We are empowerment-based

Our service is empowerment-based. This means our work aims to enable LGBT+ people to have choice and control over their lives. This is incredibly important for survivors when choice and control have been taken away from them.  

Empowerment is about seeing each person as a whole human being. It is about recognising that there are many aspects to someone’s identity and life experience, including sexual or romantic orientation and gender identity, and also your ethnicity, background, age etc.  Violence and abuse can have an impact on all aspects of someone’s identity. 

 

We are person-centred 

Our service is centred on the needs of the people we work with and is founded on the values of safety, respect, non-judgment, professionalism, and anti-discriminatory practice:

  • Safety is fundamental to our service. We hold survivors who may be experiencing distress or difficult times. We offer a warm individual service within clear boundaries.  
  • We believe that the working relationships we create with survivors are fundamental to the healing process.  
  • We respect and understand the many ways that LGBT+ people choose to live and express themselves.  
  • Our staff are trained, supported and supervised effectively.

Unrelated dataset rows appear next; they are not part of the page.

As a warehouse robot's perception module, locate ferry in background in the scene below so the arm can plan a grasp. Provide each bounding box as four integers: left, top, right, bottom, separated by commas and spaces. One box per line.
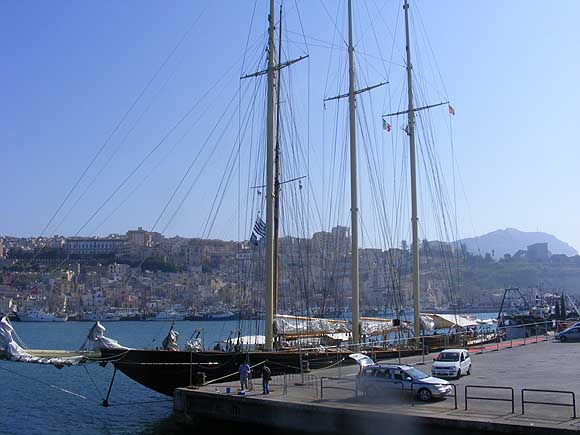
17, 310, 68, 322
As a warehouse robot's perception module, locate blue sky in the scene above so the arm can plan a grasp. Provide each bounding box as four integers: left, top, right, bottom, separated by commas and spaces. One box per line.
0, 0, 580, 252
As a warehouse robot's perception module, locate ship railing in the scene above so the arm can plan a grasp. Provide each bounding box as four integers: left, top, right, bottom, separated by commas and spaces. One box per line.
320, 376, 359, 399
280, 373, 318, 398
465, 385, 515, 414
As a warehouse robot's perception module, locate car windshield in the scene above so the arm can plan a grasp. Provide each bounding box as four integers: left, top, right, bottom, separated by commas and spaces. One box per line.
437, 352, 459, 361
405, 367, 429, 379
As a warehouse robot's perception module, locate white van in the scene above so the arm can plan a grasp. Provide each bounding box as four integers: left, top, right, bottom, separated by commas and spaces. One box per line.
431, 349, 471, 379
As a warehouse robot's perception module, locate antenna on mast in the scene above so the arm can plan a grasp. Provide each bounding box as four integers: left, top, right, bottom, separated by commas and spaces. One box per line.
324, 0, 388, 348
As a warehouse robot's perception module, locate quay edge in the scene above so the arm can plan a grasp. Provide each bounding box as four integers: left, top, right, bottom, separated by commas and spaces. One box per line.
174, 388, 578, 435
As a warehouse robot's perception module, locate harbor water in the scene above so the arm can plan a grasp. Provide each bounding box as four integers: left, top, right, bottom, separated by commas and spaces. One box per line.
0, 321, 247, 435
0, 313, 495, 435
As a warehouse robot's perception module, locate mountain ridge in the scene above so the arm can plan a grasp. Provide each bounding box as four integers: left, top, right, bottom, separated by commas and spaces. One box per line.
457, 228, 578, 258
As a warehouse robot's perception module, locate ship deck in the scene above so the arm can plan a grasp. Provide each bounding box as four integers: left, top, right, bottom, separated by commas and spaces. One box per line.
174, 337, 580, 434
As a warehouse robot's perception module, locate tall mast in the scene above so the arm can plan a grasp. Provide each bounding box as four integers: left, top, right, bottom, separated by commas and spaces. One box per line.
264, 0, 275, 350
403, 0, 421, 337
272, 3, 282, 316
348, 0, 360, 345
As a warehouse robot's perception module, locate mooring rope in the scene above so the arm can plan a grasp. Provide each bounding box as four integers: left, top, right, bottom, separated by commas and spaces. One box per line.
0, 366, 87, 399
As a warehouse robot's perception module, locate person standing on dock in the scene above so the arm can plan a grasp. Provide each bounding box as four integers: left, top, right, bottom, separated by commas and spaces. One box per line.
262, 364, 272, 394
240, 361, 252, 391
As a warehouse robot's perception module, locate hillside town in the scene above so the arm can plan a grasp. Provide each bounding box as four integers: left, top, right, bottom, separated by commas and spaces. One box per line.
0, 226, 580, 320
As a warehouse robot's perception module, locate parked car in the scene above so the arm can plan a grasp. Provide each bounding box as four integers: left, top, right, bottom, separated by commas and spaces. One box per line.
554, 322, 580, 343
431, 349, 471, 379
351, 354, 453, 402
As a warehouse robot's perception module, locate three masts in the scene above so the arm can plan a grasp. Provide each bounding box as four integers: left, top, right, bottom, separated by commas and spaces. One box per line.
264, 0, 421, 350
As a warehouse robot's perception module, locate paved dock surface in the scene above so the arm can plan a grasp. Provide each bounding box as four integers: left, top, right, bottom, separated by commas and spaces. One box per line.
176, 337, 580, 434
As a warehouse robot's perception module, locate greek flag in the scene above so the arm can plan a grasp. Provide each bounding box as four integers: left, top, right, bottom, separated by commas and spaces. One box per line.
254, 217, 266, 237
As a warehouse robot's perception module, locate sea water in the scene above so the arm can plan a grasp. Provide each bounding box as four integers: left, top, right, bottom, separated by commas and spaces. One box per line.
0, 313, 495, 435
0, 321, 247, 435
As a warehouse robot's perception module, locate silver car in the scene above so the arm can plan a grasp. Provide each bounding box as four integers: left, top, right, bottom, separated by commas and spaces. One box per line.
358, 364, 453, 402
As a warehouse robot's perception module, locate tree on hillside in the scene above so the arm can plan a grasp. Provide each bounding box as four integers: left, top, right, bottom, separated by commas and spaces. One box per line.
560, 293, 568, 320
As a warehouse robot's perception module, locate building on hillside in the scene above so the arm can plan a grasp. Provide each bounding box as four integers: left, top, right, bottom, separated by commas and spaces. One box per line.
526, 243, 550, 261
64, 237, 127, 255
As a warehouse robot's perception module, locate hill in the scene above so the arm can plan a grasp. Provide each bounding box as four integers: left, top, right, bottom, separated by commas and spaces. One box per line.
457, 228, 578, 258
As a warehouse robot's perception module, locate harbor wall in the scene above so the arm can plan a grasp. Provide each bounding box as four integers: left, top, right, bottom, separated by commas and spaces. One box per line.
174, 389, 576, 435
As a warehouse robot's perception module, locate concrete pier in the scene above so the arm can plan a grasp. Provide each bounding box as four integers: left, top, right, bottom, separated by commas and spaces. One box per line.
174, 337, 580, 434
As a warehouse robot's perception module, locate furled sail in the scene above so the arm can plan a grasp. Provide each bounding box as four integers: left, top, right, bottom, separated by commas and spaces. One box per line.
0, 317, 87, 368
274, 314, 350, 339
85, 321, 129, 351
163, 328, 179, 352
360, 317, 409, 337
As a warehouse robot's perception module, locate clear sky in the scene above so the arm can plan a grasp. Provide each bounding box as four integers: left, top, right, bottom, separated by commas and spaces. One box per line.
0, 0, 580, 252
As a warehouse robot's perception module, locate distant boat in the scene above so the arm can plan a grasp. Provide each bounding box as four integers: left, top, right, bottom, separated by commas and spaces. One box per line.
147, 308, 185, 321
203, 310, 238, 320
18, 310, 68, 322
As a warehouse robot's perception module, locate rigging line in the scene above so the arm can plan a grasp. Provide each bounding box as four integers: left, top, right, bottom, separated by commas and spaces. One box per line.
55, 48, 187, 235
75, 54, 250, 242
151, 90, 239, 235
34, 6, 207, 240
163, 72, 262, 235
319, 0, 348, 45
83, 365, 105, 400
0, 366, 87, 399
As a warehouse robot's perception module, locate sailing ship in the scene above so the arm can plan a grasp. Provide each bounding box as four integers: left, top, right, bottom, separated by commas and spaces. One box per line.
1, 0, 490, 402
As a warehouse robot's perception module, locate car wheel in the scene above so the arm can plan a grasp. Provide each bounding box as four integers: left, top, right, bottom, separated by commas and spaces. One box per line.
417, 388, 432, 402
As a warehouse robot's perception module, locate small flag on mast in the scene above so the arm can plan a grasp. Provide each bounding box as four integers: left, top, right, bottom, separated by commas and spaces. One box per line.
383, 119, 392, 132
254, 217, 266, 237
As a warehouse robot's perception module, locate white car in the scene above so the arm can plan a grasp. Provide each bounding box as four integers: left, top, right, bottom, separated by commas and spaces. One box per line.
350, 354, 453, 402
431, 349, 471, 379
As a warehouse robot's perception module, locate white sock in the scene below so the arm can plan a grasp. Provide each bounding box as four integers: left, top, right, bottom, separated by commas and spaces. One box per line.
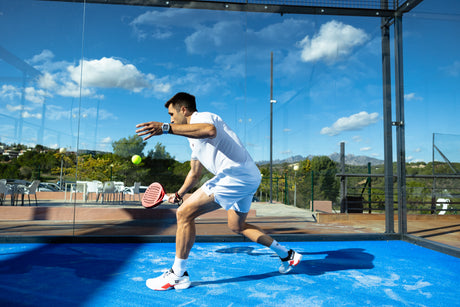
172, 257, 187, 277
270, 240, 289, 258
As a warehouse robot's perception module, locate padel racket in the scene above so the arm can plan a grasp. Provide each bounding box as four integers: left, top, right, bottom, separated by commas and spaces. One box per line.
142, 182, 168, 208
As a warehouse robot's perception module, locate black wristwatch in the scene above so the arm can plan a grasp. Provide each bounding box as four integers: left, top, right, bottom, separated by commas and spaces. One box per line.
161, 123, 171, 134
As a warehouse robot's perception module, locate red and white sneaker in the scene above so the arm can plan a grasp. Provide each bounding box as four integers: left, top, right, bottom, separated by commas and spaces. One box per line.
145, 269, 192, 291
279, 249, 302, 274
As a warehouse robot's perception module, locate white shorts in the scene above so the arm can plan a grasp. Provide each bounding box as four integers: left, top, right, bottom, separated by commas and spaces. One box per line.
201, 174, 261, 213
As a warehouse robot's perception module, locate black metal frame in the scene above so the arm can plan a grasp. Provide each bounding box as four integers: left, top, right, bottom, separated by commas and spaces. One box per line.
42, 0, 423, 17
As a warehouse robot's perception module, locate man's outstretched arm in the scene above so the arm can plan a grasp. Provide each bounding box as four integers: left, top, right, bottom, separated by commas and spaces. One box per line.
136, 122, 217, 141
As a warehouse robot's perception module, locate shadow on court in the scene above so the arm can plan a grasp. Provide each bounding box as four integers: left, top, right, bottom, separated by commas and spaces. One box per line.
192, 246, 375, 286
0, 244, 139, 306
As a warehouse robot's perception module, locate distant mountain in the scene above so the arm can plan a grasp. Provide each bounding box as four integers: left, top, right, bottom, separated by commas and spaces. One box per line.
257, 152, 383, 166
329, 152, 384, 166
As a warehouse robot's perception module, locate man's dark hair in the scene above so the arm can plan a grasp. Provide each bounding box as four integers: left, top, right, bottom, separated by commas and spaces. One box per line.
165, 92, 197, 112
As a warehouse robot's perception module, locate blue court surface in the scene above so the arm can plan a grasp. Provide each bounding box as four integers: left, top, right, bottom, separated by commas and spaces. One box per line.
0, 241, 460, 307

This includes ​​robust practices around case management, record keeping and safeguarding. We work to the highest standards of conduct about our behaviour and practice at all times​.  
  • LGBT+ people have intersecting identities and experiences of marginalisation and discrimination, for example related to race and ethnicity, faith, disability, age, and class.  We understand how the experiences of poverty, asylum-seeking, mental ill-health and other inequalities affect the risk and experience of violence and abuse.